Thanks for the comments, Dean. I love the new look, though I'm a glutton for most anything space related. A use of our tax dollars that I'm thrilled over is that much of NASA's images are not copyrighted and their use guidelines are extremely generous. I wanted to be an astronaut more than anything else when I was a child and it's never really gone away. I'd blast off tomorrow if I had the opportunity.

Here are some sites for NASA images:

Once upon a time, I'd have to haunt antique stores looking for paper ephemera, either for my own collections or for my crafting, but what joy to find so much available on the internet.

I did step outside to watch the eclipse but only for about 3 minutes during the peak. It was frigid and 2 coats, 2 scarves, hat ands gloves still left me frozen to the bone. I really wish that I knew how to take night pictures. There have been some views of the moon that were breath-taking.

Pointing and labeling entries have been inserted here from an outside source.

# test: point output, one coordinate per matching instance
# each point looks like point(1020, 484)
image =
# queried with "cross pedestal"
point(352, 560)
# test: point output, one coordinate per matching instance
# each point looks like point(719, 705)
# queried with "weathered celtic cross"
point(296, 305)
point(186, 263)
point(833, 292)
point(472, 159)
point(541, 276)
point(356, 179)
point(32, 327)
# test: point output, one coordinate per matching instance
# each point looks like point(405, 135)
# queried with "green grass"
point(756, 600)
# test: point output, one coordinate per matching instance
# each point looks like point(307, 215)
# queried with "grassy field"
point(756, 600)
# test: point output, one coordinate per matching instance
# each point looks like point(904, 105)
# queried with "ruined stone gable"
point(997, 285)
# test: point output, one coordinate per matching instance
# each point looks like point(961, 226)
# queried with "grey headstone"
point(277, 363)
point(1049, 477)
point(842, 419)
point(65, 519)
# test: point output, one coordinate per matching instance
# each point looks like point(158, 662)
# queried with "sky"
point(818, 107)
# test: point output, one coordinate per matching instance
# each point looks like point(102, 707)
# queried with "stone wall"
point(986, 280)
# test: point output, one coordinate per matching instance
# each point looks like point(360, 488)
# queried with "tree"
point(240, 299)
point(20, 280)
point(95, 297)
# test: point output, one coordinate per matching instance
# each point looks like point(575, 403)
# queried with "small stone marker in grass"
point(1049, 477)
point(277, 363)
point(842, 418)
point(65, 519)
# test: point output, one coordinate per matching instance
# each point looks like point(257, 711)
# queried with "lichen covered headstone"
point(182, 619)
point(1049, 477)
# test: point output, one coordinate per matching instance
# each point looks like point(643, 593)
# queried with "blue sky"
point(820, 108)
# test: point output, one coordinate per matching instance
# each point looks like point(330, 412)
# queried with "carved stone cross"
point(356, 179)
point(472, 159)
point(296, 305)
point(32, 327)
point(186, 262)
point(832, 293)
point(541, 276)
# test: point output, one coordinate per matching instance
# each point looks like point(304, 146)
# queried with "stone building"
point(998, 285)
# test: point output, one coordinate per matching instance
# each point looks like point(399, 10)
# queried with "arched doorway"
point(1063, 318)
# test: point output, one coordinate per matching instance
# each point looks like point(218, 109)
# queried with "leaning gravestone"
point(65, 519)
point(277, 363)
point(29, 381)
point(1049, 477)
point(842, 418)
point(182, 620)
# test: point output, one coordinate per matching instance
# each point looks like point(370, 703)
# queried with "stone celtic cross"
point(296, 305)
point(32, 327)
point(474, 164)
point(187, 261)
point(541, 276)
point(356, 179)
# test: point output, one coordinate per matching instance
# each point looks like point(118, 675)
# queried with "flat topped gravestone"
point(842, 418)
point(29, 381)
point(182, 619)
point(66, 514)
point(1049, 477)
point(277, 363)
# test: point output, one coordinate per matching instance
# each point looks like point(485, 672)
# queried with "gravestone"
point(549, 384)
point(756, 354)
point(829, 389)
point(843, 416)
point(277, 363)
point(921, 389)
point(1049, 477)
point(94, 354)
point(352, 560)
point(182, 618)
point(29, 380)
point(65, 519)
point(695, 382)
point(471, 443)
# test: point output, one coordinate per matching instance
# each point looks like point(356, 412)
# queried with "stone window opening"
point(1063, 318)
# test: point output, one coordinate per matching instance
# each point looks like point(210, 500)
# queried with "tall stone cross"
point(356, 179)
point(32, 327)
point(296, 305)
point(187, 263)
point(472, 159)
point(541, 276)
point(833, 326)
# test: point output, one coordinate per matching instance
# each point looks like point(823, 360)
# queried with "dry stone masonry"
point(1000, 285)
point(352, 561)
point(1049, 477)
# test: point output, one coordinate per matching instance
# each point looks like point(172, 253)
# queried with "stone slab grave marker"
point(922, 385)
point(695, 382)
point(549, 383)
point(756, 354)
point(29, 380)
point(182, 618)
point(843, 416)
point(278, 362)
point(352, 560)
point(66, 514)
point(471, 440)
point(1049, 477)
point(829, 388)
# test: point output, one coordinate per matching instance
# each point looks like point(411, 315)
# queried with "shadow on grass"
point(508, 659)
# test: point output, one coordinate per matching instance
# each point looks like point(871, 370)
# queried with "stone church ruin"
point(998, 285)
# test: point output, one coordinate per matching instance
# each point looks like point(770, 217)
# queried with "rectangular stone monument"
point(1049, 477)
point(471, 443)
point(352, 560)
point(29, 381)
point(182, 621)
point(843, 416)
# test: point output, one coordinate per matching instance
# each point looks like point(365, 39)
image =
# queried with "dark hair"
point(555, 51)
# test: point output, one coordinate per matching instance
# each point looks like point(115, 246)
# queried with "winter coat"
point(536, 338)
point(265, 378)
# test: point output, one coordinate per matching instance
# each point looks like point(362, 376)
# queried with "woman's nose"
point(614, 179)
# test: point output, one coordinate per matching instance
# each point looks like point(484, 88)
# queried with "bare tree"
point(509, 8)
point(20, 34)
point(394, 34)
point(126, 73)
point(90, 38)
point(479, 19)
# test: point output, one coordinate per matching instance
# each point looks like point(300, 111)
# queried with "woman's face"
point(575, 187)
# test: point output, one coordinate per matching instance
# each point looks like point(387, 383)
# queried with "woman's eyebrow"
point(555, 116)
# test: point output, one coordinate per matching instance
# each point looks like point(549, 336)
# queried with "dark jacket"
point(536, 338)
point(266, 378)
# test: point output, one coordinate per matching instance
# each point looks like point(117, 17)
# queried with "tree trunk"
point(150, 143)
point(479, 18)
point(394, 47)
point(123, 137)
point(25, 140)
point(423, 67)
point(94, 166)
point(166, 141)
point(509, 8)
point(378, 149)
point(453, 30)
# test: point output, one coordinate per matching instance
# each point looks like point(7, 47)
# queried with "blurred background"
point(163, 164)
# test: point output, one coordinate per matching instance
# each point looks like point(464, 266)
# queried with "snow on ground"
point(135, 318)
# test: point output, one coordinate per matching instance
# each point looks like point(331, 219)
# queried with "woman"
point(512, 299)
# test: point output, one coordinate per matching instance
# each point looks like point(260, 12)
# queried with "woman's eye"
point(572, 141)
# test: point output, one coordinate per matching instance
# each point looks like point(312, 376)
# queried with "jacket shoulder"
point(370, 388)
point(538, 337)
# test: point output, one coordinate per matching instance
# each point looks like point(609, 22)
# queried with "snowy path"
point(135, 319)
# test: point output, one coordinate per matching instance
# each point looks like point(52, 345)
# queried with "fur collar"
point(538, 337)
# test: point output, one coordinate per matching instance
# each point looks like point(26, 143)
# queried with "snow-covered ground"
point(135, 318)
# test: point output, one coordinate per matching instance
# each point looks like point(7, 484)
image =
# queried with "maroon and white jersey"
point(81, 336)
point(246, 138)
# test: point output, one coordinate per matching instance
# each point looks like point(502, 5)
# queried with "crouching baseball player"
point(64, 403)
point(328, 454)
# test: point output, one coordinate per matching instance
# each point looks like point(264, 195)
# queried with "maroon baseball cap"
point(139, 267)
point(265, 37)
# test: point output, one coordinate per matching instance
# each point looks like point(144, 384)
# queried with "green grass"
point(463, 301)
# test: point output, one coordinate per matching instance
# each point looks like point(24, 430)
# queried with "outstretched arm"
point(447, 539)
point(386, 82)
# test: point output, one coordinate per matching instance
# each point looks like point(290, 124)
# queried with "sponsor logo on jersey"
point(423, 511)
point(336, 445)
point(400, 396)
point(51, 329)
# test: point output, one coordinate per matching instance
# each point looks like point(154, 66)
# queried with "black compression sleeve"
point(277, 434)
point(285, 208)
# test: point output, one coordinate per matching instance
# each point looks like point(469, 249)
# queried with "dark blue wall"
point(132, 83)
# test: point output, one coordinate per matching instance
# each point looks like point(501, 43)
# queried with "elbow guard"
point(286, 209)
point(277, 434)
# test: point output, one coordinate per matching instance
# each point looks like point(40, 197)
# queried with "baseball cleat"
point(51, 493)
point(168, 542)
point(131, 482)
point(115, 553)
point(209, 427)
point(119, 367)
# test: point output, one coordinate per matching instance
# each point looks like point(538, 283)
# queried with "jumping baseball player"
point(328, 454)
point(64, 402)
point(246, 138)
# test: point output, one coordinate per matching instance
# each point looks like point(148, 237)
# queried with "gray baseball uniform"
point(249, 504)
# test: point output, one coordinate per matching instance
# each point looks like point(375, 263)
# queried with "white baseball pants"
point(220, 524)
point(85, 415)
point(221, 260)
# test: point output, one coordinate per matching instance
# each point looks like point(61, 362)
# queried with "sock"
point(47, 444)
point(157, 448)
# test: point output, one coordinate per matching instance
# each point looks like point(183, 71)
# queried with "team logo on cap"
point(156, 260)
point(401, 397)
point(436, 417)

If you're also a Space fan, I'd highly recommend the movie "In the Shadow of the Moon." I saw it at the local museum, but it's now available on DVD too. I remember as a child sitting in class as we watched rocket launches and recoveries. There was a sense of awe and wonder that feels sadly absent in later generations.

And, I can't see the stars anymore. One of my strongest memories was of my first visit to the then uber rural ancestral home back in Bangladesh. The only lights available were wood fires and oil lamps. It truly seemed that that hemisphere of Earth had more stars in the sky than did ours. The Vancouver Sun had an article on the damage caused by light pollution that would be worth your time to read.

When I get home late at night, I do appreciate enough light to see that I can safely walk to the front door. But that's never caused me to gasp in awe or fill my soul as the drive through rural, no-lights roads on the way home always does. Motion-activated lights are the way to go.

Well, no politics tonight. I'll save that for another night.


DeanB said...

That's right, I've been thinking of you as a political activist for so long that I forgot the Star Trek fan side of you.

We saw a wonderful ranger talk in Acadia National Park last summer about stars and the place they have always played in the human imagination, and the problems of light pollution. Acadia has one of the darker skies in the lower 48 states but still it's not as dark as it used to be. On clear dark summer nights I can see the milky way from our house in Maine. I don't know if it's not there in the winter sky or if I don't stay outside long enough to get dark-adapted.

I was greatly enjoying going on midnight moonlight snowshoe walks this winter. Not so many stars as in the dark of the moon but still beautiful.

The problem with motion-activated lights is that you have to disable them if you want to go outside stargazing.

gulnari said...

Salam Alaykum

I found your blog sort of accidentally through craftster. I looked through your art gallery and I thought that your art is truly beautiful and stunning. You are amazingly skilled! Mashallah. Always happy to see Muslim craters' and artists' work. :) Take care.